Peptides-tethered vascular grafts enable blood vessel regeneration via endogenous cell recruitment and neovascularization

Cardiovascular injuries cause huge morbidity and mortality worldwide. Arterial reconstructions are generally performed either by using native grafts or synthetic grafts, both of which are limited by several complications. Synthetic biodegradable polymers offer a promising platform, which may also be modified to foster in situ tissue regeneration through the recruitment of host cells. Vascular endothelial growth factor (VEGF) promotes endothelialization and neovascularization in vascular grafts, however, an overdose of VEGF may induce tumor-like vasculature, which requires alternative strategies. The objective of this study was to exploit prominin-1-derived VEGF-binding peptide (BP) to improve neovascularization and endothelialization, while stromal cell-derived factor 1-alpha (SDF-1α) peptide to encourage endogenous stem/progenitor cells mobilization and complement BP-mediated vascular remodeling. The BP and SDF-1α peptides were covalently conjugated with low molecular weight poly (ε-caprolactone) (LPCL) to afford LPCL-BP and LPCL-SDF-1α, respectively.
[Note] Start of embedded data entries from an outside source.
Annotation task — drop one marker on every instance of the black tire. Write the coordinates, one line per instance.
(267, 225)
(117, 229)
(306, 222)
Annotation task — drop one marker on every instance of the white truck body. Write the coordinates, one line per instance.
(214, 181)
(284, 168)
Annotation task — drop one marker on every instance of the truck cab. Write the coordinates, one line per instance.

Chemical analysis revealed successful modification of LPCL with peptides, which also displayed good cytocompatibility in vitro once blended along with high molecular weight PCL (HPCL). The bioactived vascular grafts were fabricated by blending LPCL-BP, LPCL-SDF-1α or dual peptide-polymer conjugates with HPCL. The in vivo tests of vascular grafts through rat abdominal aorta implantation model revealed that, compared with HPCL grafts, the dual peptides modified grafts exhibited superior patency and tissue regeneration at 4-week post-implantation, including stem cell recruitment, rapid endothelialization and functional SMC layer formation. Taken together, these results may have implications for the in situ regeneration of artificial blood vessels through the orchestration of host's responses and endogenous cell recruitment.